Have you been collecting the state quarters? Here’s what’s on the backs of all of them
.
B
ACKGROUND
In 1999 the United States Mint began its nine-year plan to release 50 commemorative quarters, one for each of the states. The quarters had two purposes: to celebrate American history at the dawn of the 21st century, and to generate new interest in coin collecting. The quarters were released, one every few months, between January 1999 and fall 2008, beginning with the 13 original states, and then according to the order in which the states entered the Union. Each state decided what would go on the back of its quarter, be it a local monument, state icon, historical event, or important figure. Here’s what they chose, in order of their release.
• Delaware.
A portrait of Caesar Rodney on horseback. A delegate to the Continental Congress, Rodney rode 80 miles to Philadelphia in a thunderstorm (while suffering from asthma and cancer) to cast the deciding vote that made the colonies send the Declaration of Independence to England.
• Pennsylvania.
Commonwealth
, the statue atop the state capitol building. Her right arm extends as a gesture of kindness and her left hand holds a ribbon to symbolize justice.
• New Jersey.
A rendering of Emmanuel Leutze’s 1851 painting
Washington Crossing the Delaware
. In 1776 Washington and his troops crossed that icy New Jersey river to surprise (and defeat) British troops stationed in Trenton.
• Georgia.
The live oak (the state tree) and the Georgia peach (the state fruit).
• Connecticut.
In 1687 King James II of England revoked the state’s charter.
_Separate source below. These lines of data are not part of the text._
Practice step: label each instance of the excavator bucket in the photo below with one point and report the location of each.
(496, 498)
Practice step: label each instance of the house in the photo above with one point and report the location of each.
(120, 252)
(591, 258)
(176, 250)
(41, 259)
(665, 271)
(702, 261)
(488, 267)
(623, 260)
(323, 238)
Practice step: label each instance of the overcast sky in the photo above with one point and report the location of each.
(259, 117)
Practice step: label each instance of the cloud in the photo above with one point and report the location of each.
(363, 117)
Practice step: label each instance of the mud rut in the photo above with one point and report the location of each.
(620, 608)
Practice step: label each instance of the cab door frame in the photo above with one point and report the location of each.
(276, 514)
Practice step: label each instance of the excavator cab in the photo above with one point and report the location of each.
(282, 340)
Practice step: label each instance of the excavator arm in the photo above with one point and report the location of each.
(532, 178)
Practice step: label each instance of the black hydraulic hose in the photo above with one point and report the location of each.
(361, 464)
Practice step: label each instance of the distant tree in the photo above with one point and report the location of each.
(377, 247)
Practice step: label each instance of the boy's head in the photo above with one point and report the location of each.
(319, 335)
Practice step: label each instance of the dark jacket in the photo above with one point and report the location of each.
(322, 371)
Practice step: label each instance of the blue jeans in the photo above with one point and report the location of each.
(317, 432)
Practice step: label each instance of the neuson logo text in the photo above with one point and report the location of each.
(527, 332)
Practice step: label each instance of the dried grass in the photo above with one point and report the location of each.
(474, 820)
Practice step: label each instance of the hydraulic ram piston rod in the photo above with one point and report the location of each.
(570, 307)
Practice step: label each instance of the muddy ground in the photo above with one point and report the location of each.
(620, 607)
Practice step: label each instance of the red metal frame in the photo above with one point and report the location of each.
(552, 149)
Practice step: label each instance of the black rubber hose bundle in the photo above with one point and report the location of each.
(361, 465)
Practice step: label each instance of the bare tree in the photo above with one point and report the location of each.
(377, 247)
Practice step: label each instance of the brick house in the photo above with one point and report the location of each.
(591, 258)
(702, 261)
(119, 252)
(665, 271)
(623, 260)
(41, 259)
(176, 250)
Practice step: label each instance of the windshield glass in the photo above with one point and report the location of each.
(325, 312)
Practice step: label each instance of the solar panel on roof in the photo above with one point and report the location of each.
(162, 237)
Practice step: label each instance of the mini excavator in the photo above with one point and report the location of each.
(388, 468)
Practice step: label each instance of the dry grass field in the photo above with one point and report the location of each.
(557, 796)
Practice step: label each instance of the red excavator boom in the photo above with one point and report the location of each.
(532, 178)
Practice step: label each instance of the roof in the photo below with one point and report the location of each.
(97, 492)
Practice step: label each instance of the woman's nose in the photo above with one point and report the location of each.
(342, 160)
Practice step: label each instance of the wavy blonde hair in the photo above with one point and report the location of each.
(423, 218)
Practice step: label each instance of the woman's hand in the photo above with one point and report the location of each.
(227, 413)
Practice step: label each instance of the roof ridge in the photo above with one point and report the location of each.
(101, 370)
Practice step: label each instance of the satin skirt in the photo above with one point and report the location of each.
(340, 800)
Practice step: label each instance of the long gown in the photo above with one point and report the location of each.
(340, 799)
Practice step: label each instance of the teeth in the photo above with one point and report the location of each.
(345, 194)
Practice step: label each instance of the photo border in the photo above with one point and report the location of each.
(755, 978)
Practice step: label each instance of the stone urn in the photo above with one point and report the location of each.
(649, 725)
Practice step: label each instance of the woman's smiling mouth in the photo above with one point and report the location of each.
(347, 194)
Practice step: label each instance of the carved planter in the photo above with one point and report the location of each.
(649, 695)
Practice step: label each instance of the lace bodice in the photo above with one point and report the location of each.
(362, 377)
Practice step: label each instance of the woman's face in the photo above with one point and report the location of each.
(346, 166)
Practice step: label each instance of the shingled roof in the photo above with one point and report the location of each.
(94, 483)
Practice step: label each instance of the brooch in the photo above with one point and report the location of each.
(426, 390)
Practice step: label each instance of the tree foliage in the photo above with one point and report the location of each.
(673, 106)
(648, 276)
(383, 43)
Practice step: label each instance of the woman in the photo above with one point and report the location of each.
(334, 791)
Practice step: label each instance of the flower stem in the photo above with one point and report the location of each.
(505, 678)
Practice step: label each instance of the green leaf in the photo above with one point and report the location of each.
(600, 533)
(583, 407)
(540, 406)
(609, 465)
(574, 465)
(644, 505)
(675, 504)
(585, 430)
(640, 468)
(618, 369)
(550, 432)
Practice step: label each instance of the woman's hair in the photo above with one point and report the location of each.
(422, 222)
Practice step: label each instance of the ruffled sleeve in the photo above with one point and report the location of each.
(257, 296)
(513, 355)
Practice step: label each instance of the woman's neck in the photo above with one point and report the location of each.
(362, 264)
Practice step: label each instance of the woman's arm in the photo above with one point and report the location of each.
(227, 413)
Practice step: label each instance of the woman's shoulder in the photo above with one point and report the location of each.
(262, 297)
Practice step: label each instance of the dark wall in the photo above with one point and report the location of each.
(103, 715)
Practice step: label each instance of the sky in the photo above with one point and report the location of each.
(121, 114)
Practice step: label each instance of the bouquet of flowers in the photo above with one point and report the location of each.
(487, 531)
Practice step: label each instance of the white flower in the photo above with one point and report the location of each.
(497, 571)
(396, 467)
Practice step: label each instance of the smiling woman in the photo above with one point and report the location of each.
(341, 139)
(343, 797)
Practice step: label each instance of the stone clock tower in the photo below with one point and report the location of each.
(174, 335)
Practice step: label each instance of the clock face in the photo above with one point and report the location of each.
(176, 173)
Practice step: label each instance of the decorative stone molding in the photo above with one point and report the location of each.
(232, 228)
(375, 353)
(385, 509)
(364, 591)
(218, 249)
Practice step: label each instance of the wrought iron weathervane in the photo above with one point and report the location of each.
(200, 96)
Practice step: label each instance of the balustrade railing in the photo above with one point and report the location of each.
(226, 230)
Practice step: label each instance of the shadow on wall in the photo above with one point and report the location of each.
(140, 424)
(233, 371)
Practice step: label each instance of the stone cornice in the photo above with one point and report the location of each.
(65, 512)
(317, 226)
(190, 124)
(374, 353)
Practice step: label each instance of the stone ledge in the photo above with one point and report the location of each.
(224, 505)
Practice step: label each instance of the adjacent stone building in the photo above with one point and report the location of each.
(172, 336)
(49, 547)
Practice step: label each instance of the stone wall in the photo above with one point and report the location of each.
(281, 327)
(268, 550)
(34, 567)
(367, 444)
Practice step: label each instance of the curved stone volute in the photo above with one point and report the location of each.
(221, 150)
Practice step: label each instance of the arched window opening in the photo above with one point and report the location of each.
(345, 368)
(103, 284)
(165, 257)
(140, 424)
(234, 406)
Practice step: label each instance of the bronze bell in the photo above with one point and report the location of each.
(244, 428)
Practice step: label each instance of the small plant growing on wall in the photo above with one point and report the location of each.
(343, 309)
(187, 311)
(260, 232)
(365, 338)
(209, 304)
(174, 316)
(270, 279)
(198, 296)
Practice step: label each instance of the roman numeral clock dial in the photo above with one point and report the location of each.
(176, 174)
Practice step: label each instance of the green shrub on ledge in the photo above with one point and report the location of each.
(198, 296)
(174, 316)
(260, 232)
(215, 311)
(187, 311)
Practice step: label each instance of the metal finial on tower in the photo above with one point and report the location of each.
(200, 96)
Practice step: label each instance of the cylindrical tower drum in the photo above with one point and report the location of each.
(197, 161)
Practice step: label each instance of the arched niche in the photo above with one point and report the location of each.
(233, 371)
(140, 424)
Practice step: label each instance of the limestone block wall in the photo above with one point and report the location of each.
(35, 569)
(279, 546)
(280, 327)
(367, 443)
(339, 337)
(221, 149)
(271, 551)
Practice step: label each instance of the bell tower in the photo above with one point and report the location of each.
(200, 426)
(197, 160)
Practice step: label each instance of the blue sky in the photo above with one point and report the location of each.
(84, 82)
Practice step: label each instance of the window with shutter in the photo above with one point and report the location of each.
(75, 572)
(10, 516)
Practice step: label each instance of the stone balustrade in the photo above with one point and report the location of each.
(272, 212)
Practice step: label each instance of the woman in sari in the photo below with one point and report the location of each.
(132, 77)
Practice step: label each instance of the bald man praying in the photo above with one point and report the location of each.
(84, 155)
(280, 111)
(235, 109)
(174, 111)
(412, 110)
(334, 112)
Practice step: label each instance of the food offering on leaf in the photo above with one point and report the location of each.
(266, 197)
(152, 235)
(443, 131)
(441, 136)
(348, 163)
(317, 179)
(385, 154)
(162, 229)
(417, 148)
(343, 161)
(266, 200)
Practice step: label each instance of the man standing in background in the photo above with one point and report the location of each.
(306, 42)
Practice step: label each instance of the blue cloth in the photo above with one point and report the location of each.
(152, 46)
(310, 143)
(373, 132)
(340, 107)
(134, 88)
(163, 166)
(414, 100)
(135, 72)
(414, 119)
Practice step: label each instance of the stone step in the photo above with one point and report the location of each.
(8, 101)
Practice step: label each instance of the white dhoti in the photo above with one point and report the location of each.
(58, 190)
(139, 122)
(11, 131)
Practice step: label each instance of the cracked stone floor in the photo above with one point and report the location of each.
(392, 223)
A colonist hid it for safekeeping in the hollow of a giant oak tree, now known as the Charter Oak, which adorns the coin.
• Massachusetts.
The Minuteman
, a statue commemorating Revolutionary War soldiers in Minuteman National Historic Park in Concord.
• Maryland.
The dome of the Maryland State House, built in 1772 and still used by the state legislature. The United States Congress met there from 1783 to 1784.
• South Carolina.
The yellow jessamine (state flower), the palmetto (state tree), and the Carolina wren (state bird).
• New Hampshire.
The state emblem, a rock formation on Cannon Mountain called the Old Man of the Mountain. Until it collapsed in 2003, it looked like an old man’s face.
• Virginia.
The three ships—the
Susan Constant
,
Godspeed
, and
Discovery
—that in 1607 brought the first settlers to Jamestown, the first permanent English settlement in the New World.
• New York.
The Statue of Liberty.
• North Carolina.
A rendering of the Wright brothers’ first airplane flight in 1903 at Kitty Hawk, North Carolina.
• Rhode Island.
A sailboat (representing the state’s most popular sport) on Narragansett Bay.
• Vermont.
A man tapping trees to get raw maple syrup, with Camel’s Hump Mountain in the background.
• Kentucky.
The state is known for horse racing, so a horse is shown. (Ironically, it’s a Thoroughbred, not a Quarter Horse.)
• Tennessee.
The state’s musical heritage is depicted with a fiddle to represent Appalachian music, a trumpet for the blues, and a guitar for country music.
• Ohio.
With the caption “the Birthplace of Aviation Pioneers,” an early wooden airplane (the Wright brothers were born in Ohio) and an astronaut in full space suit (Neil Armstrong and John Glenn are both from Ohio).
• Louisiana.
An outline of the 1803 Louisiana Purchase (it doubled the size of the United States), the state bird (the pelican), and a trumpet (to represent the state as the birthplace of jazz).
• Indiana.
A race car, as Indiana is home to the Indianapolis 500.
• Mississippi.
The state flower, the magnolia.
• Illinois.
Abraham Lincoln, who grew up and practiced law in the state.
• Alabama.
A portrait of native Helen Keller sitting in a chair, reading a braille book.
• Maine.
Pemaquid Point lighthouse (built in 1826) guiding a ship safely into harbor.